1960年代を彩った旧車10選!!

【1960年代前半の旧車】懐かしの旧車をご紹介します!

日本では元号が平成から令和に変わり、新しい時代を迎えました。
時代の変化とともに車も新しい製品がどんどん登場してきています。

しかし、時代を重ねても色褪せない魅力を持ち合わせた旧車も多く存在するものです。
今回は、魅力溢れるヴィンテージもののひとつとして、今回は1960年代を代表する旧車をご紹介します。

1960年代はどんな時代?

1960年代は元号でいうと昭和35〜44年にあたります。
当時の日本は、高度経済成長の真っ只中にあり、1964年には東京オリンピックが開催されました。

1960年から、カラーテレビの本放送がはじまります。
最初に登場したカラーテレビはなんと1台50万円もかかるため、冷蔵庫や自動車に並んで憧れの対象とされていました。
NHK連続テレビ小説や大河ドラマの放送開始、大人気なクイズ番組、プロ野球中継など、お茶の間を明るくする存在としてテレビは大活躍しました。

テレビの活躍に並び、車の存在も次第に欠かせないものになってきます。
第二次世界大戦が終局した1946年の日本は、車の生産設備に多大なるダメージを受け、乗用車の生産が禁じられていたため、国産車が走っている姿は見られませんでした。
それが1949年に乗用車の生産が解禁されてからは一気に発展、日産自動車がイギリスから最新の技術を学びながら自動車を生産するなど国産車が大きく成長を遂げました。
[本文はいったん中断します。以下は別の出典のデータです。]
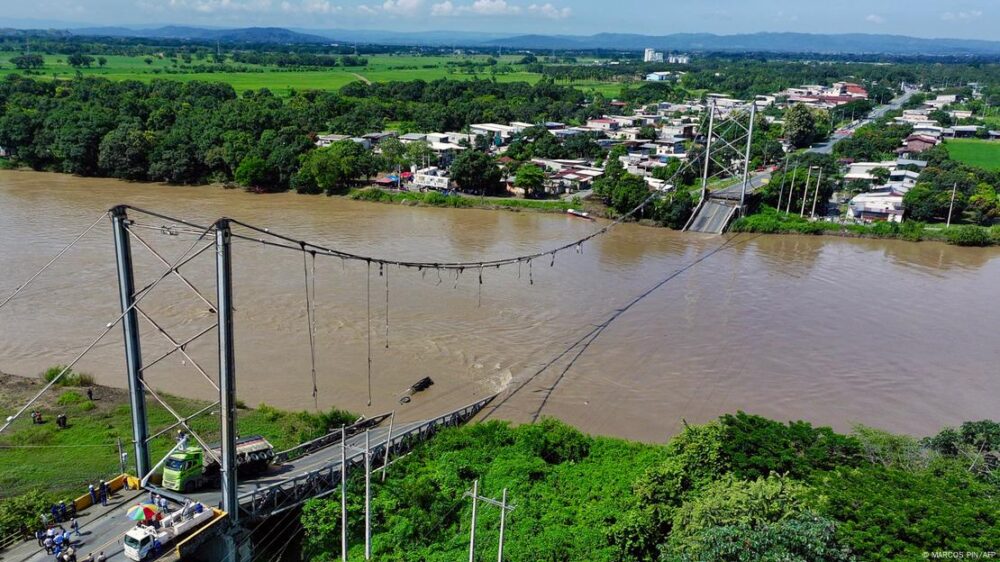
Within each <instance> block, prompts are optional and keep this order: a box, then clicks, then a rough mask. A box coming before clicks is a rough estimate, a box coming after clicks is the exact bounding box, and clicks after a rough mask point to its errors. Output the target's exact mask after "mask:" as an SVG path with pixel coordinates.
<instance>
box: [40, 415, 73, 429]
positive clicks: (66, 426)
mask: <svg viewBox="0 0 1000 562" xmlns="http://www.w3.org/2000/svg"><path fill="white" fill-rule="evenodd" d="M31 423H33V424H35V425H41V424H43V423H45V420H44V419H43V418H42V413H41V412H39V411H38V410H32V411H31ZM56 425H57V426H59V427H60V428H61V429H66V428H67V427H69V423H68V422H67V418H66V414H59V415H58V416H56Z"/></svg>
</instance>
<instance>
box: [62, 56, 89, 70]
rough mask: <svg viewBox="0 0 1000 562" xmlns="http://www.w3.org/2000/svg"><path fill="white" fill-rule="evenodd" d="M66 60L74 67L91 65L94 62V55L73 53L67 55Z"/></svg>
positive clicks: (67, 62) (74, 67)
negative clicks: (69, 55) (84, 54)
mask: <svg viewBox="0 0 1000 562" xmlns="http://www.w3.org/2000/svg"><path fill="white" fill-rule="evenodd" d="M66 62H67V63H68V64H69V65H70V66H72V67H73V68H80V67H84V66H85V67H88V68H89V67H90V65H91V64H93V62H94V57H90V56H87V55H84V54H80V53H73V54H72V55H70V56H68V57H66Z"/></svg>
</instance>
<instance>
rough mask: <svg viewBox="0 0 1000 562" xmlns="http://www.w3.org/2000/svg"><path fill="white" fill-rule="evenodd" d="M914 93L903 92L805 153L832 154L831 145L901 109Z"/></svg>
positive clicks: (818, 144) (914, 91) (834, 133)
mask: <svg viewBox="0 0 1000 562" xmlns="http://www.w3.org/2000/svg"><path fill="white" fill-rule="evenodd" d="M915 93H917V91H916V90H906V91H905V92H903V95H901V96H899V97H898V98H896V99H894V100H892V101H891V102H889V103H888V104H886V105H880V106H879V107H876V108H875V109H873V110H872V111H871V113H869V114H868V117H866V118H864V119H860V120H858V121H855V122H853V123H851V124H850V125H848V126H847V127H844V128H843V129H839V130H837V131H834V133H833V135H831V136H830V138H829V139H827V140H826V141H824V142H821V143H817V144H814V145H812V147H810V148H809V150H808V151H807V152H815V153H817V154H831V153H833V145H835V144H837V143H838V142H840V141H842V140H844V139H846V138H847V137H849V136H851V135H853V134H854V131H856V130H857V129H858V128H859V127H862V126H864V125H867V124H869V123H871V122H872V121H875V120H876V119H880V118H882V117H884V116H885V114H886V113H889V112H890V111H894V110H897V109H899V108H901V107H903V104H905V103H906V102H907V101H909V100H910V98H912V97H913V94H915Z"/></svg>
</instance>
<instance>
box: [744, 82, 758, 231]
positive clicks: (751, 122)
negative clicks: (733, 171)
mask: <svg viewBox="0 0 1000 562" xmlns="http://www.w3.org/2000/svg"><path fill="white" fill-rule="evenodd" d="M756 118H757V102H756V101H754V102H753V103H752V104H751V105H750V127H749V128H748V129H747V151H746V155H745V160H744V162H743V189H742V190H741V191H740V215H741V216H742V215H743V214H744V212H743V206H744V205H745V204H746V197H747V184H748V183H749V181H750V146H751V144H752V143H753V122H754V119H756Z"/></svg>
1963年には名神高速道路、1968年には東名高速道路ができ、自動車の需要もとても高まります。
東名高速道路ができた同年1968年にGNP(国民総生産)世界2位という記録を残しました。

シンプルに自動車が欲しいという需要よりも、より価値のある大きな自動車を求める日本人がどんどん増えていきました。
現在でも世界中で愛されているカローラの初代が1966年にトヨタから誕生しています。
当時は、トヨタ車と日産車が激しい販売競争を繰り広げていました。

さらには、1963年に第1回日本グランプリが開催された影響を受け、国内車の高性能化が促進されます。
1960年代後半には本格的な性能を兼ね備えた国産スポーツカーも生まれました。
ロマン溢れる熱い時代だったといえるでしょう。

1960年代を代表する旧車は?

1960年代は、東京オリンピックの影響もあって自動車の需要が非常に高くGNP2位を記録しています。
今回は、1960年代で人々の憧れとして注目を集めていた自動車たちを1960年代の前半と後半に分けてご紹介していきます。

1960年代前半を代表する旧車

【1960年代前半の旧車】懐かしの旧車をご紹介します!

1960年代前半というと、東京オリンピックが1964年に開催されるなど、自動車の需要が非常に高かった時代です。
価値のある乗用車が求められた時代でもあり、非常に希少な乗用車も産まれました。
スポーツカーも製造されましたが、当時はまだ技術がなかったために、工夫を凝らしている面も見受けられます。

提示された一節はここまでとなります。